The Arab American National Museum is one of those cultural institutions that make Dearborn a special place to live, work, and visit.
Its current exhibit, The Far Shore: Navigating Homelands, examines the concept of home, and more to the point, what it’s like to be displaced from it. That exhibit runs through April 7, 2019.
According to the museum, its entire slate of exhibits and programs scheduled throughout the remaining winter and spring months are inspired by the Homelands exhibit and somehow relate to the concept of home.
Beginning Feb. 19, students in ages ranging from 10 to 16 years old can take a 10-week photography course. Students can use their smartphones or provided point-and-click cameras to document their own realities and daily lives.
The Arab Film Series at AANM continues Thursday, Feb. 21 with Stories Never Told: Yemen’s Crises and Renaissance, which documents the crises there through art.
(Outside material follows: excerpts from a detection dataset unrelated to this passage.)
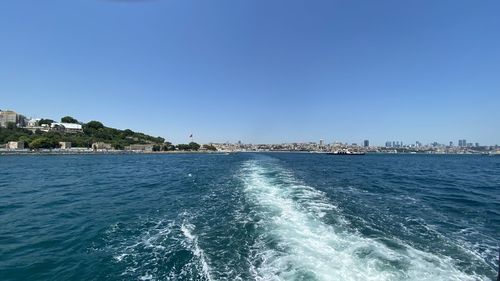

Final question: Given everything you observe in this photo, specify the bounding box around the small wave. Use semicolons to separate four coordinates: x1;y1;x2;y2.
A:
181;223;213;281
241;160;488;281
106;213;213;281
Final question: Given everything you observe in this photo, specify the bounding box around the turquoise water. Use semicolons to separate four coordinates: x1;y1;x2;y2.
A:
0;153;500;280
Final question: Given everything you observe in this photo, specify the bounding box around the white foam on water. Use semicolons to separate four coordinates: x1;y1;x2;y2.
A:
241;160;489;281
107;217;213;280
181;223;213;280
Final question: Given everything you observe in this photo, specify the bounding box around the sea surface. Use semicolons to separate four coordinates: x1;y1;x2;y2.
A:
0;153;500;281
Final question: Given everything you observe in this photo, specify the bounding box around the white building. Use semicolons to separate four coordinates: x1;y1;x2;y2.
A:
50;122;83;133
59;141;71;149
7;141;24;149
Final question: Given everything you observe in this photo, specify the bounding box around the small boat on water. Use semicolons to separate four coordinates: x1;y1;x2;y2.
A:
327;149;365;156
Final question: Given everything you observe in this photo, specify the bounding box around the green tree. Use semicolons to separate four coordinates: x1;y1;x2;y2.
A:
61;116;78;123
85;121;104;130
203;144;217;151
5;122;17;130
29;137;57;149
176;143;191;150
38;119;55;126
189;142;200;151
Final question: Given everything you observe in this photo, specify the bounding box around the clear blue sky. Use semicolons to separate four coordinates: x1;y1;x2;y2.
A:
0;0;500;144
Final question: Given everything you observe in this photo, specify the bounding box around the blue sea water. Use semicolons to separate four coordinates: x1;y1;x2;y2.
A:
0;153;500;280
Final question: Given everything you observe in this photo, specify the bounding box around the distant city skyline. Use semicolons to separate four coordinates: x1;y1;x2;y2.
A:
0;0;500;145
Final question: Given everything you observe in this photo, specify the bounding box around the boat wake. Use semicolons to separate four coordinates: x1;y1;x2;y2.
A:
107;213;213;281
240;159;488;281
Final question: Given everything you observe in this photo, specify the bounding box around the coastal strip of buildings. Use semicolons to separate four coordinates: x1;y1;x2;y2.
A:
0;110;500;155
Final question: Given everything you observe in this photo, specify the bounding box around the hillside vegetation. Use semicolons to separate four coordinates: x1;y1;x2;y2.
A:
0;116;165;149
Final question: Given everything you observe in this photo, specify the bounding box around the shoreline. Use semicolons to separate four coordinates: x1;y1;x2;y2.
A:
0;150;492;156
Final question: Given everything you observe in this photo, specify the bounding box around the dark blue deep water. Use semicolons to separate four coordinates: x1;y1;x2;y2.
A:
0;153;500;281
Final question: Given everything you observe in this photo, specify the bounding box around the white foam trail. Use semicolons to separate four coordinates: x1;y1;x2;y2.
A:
241;160;488;281
181;223;213;281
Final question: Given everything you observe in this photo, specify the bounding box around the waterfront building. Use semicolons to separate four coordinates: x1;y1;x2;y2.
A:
0;110;26;128
92;142;113;150
50;122;83;133
458;139;467;147
59;141;71;149
125;144;153;151
7;141;24;149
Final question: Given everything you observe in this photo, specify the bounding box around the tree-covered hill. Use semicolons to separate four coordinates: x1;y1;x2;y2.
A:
0;116;165;149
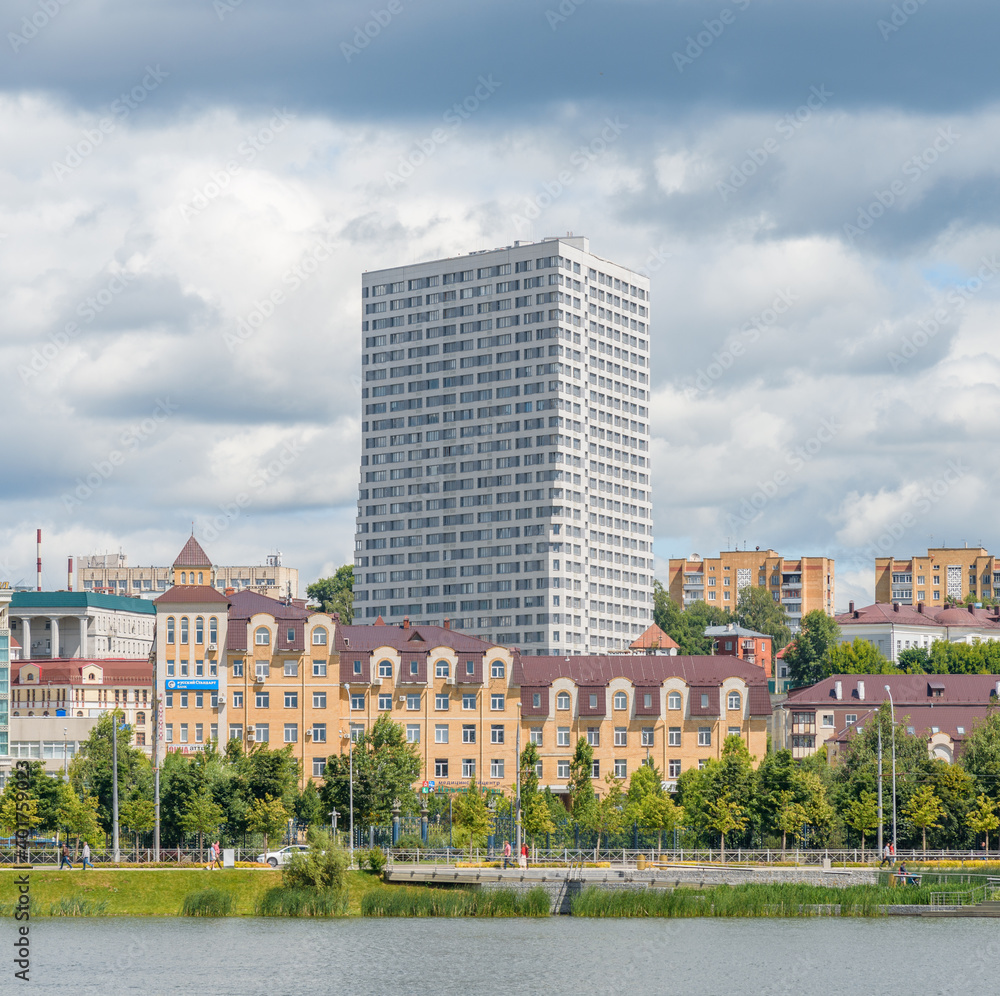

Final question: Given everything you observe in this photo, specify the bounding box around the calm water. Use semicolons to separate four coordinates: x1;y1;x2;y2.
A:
9;917;1000;996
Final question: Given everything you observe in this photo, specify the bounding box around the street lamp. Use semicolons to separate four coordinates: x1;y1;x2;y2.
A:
885;685;896;853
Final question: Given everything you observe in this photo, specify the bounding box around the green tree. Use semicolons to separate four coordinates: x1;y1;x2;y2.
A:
320;713;420;827
306;564;354;625
965;794;1000;854
844;791;878;851
903;785;944;854
180;788;224;861
247;795;289;851
782;609;840;685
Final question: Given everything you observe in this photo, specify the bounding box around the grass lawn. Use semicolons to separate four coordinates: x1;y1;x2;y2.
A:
0;868;390;916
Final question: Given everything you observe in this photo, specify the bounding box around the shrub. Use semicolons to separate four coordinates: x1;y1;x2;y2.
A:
181;889;233;916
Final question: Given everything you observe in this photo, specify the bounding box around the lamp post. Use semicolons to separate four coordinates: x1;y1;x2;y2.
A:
885;685;896;853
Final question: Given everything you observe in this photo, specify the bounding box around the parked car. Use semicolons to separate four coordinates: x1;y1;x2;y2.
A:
257;844;309;868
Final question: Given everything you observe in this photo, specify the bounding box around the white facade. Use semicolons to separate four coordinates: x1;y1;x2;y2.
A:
354;237;653;654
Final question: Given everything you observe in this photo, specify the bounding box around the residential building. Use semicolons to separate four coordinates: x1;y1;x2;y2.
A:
76;550;299;599
9;591;156;660
774;674;1000;762
836;602;1000;662
875;545;1000;608
354;236;653;655
667;548;834;632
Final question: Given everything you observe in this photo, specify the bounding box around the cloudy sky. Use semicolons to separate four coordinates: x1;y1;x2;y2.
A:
0;0;1000;607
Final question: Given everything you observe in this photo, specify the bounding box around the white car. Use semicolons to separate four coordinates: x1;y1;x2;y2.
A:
257;844;309;868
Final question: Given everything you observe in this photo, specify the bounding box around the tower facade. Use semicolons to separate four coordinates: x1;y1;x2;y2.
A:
354;236;653;655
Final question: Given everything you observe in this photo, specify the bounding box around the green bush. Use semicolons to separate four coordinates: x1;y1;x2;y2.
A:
181;889;233;916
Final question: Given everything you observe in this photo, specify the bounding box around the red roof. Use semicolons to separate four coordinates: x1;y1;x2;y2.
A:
174;534;212;567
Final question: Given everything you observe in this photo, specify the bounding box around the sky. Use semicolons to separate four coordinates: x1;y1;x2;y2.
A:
0;0;1000;609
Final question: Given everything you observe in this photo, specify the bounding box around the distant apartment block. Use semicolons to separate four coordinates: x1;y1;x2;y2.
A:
667;550;834;632
354;237;653;655
76;553;299;598
875;546;1000;607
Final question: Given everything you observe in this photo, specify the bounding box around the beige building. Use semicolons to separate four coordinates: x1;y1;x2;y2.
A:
875;546;1000;608
667;549;834;632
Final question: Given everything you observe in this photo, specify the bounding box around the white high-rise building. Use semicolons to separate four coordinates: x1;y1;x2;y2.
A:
354;236;653;654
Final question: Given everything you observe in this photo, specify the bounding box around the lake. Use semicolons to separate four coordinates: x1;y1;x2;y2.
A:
13;917;1000;996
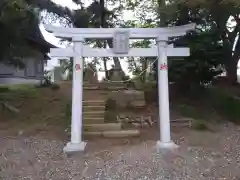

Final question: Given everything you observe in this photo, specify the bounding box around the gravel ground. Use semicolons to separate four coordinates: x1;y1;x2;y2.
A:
0;124;240;180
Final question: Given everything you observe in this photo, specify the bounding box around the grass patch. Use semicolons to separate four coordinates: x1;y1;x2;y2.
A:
0;85;69;134
174;88;240;123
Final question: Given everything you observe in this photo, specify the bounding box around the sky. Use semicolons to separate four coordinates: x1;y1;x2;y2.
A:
40;0;134;79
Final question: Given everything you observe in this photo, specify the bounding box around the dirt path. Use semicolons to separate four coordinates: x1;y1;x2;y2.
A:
0;121;240;180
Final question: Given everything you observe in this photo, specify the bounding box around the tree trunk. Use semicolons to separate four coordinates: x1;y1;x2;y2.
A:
100;0;122;71
225;57;238;85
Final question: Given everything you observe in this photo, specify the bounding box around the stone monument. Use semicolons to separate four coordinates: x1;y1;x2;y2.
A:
83;63;98;84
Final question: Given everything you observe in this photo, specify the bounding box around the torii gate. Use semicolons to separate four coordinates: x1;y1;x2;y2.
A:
45;24;195;152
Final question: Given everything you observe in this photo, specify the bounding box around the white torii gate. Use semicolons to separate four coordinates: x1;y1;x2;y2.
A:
45;24;195;152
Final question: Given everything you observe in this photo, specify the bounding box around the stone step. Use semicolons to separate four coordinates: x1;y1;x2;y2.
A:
102;130;140;138
83;130;140;138
83;117;104;124
84;123;122;132
170;118;192;127
83;100;105;106
83;105;105;112
83;111;105;118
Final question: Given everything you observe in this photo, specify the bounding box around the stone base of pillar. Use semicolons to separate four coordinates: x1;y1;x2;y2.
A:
156;141;179;153
63;141;87;153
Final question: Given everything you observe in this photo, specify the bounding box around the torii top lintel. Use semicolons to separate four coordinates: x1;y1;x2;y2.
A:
45;23;196;39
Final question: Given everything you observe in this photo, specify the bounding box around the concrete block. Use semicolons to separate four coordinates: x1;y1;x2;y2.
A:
84;123;122;132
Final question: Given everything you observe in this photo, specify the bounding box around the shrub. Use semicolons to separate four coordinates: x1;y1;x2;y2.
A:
51;84;60;90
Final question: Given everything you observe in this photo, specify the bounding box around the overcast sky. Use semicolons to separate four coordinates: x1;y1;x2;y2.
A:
40;0;134;74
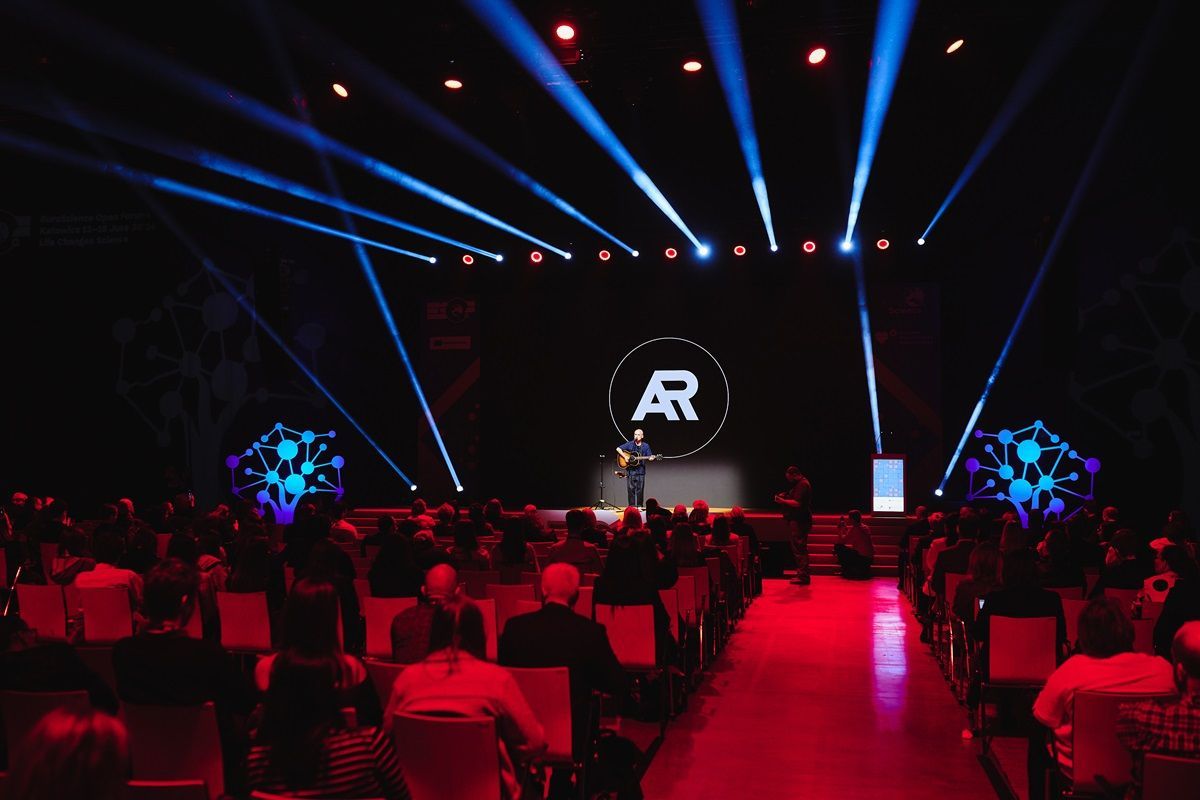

On Thursday, April 18, it’s Wild Relatives, a documentary exploring Norway’s Global Seed Vault and Syria’s own seed bank, lost to war.
Jennifer Zeynab Joukhadar will host writing workshops at various dates yet to be determined throughout the months of March and April.
Palestinian music group 47SOUL performs with local musician Tammy Lakkis on Friday, March 8.
On Thursday, March 21, hip-hop artist and activist Omar Offendum discusses the Little Syria neighborhood of Lower Manhattan.
The second annual AANM Book + Print Festival returns on Friday, April 5 and features books and prints vendors, printing demonstrations, artist talks, entertainment, and new comics zines created by participants in the Dearborn Comics Workshop led by artists Leila Abdelrazaq and Aya Krisht.
Sicangu Lakota hip-hop artist, music producer, and writer from the Rosebud Reservation in South Dakota, Frank Waln performs a concert on Friday, May 3.